UStG § 4 Nr. 21 Buchst. b
Diese Entscheidung enthält keinen zur Veröffentlichung bestimmten Leitsatz.
Tatbestand

Die Klägerin führt Fortbildungs- und Umschulungsmaßnahmen im Auftrag der Bundesanstalt für Arbeit- BAfA - und für den Arbeitsförderungsdienst der Bundeswehr durch. Sie veranstaltete in den Streitjahren - i.d.R. einjährige - Kurse in den Fachbereichen Gastronomie, Floristik, Textil und EDV / Schreibtechnik. Teilnehmer waren überwiegend Langzeitarbeitslose, Spätaussiedler und Asylanten.

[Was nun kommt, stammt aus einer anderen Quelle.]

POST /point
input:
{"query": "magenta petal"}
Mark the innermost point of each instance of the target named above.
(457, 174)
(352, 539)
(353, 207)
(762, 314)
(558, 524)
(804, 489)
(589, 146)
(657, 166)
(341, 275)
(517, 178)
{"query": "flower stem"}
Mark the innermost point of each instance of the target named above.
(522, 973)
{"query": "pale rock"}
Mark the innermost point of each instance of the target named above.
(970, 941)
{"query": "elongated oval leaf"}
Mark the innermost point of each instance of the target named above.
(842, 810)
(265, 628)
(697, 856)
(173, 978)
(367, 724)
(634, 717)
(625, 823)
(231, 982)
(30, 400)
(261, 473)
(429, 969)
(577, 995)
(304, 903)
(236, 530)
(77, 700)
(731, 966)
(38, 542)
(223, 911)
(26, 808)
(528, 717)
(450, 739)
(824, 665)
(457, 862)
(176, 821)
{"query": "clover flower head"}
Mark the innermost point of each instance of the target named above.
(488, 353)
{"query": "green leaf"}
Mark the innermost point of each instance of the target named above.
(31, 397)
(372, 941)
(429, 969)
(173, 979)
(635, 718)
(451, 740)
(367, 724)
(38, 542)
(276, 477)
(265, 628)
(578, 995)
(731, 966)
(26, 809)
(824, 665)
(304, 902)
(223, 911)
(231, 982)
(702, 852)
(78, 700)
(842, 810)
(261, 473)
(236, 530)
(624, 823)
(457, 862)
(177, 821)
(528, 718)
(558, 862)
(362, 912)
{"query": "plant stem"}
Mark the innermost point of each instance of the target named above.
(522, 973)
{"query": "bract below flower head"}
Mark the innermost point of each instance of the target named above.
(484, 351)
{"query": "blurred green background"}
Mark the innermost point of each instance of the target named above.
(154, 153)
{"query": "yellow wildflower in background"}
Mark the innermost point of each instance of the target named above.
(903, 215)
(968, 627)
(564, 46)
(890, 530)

Für Aussiedler und Asylanten veranstaltete sie außerdem Deutschkurse. Die Entgelte für die Durchführung der Bildungsmaßnahmen gewährte die BAfA nach dem ArbeitsförderungsG - AFG - in Form von Lehrgangsgebühren, deren Höhe sich nach der Teilnehmerzahl richtete sowie Kosten für Lehr- und Lernmittel bis zu einem Pauschbetrag i.H.v. X DM mtl. Prüfungsgebühren und Kosten für Arbeitskleidung je Teilnehmer "auf Nachweis und Empfangsbestätigung". Außerdem gewährte die BAfA auf besonderen Antrag für die sozialpädagogische Betreuung der Teilnehmer eines Lehrgangs mtl. Y DM.

Die Klägerin besitzt gem. Erlass des Nds MF v. 19.5.1994, Nds MinBl S 941, in Verbindung mit einer Bestätigung der BAfA eine Bescheinigung, dass sie eine Einrichtung i.S.v. § 4 Nr. 21 Buchst b UStG ist, die auf einen Beruf oder eine vor einer juristischen Person des öffentlichen Rechts abzulegende Prüfung ordnungsgemäß vorbereitet. Aufgrund dieser Bescheinigung betrachtete sie sämtliche Zahlungen der BAfA als Entgelte für steuerbefreite Umsätze.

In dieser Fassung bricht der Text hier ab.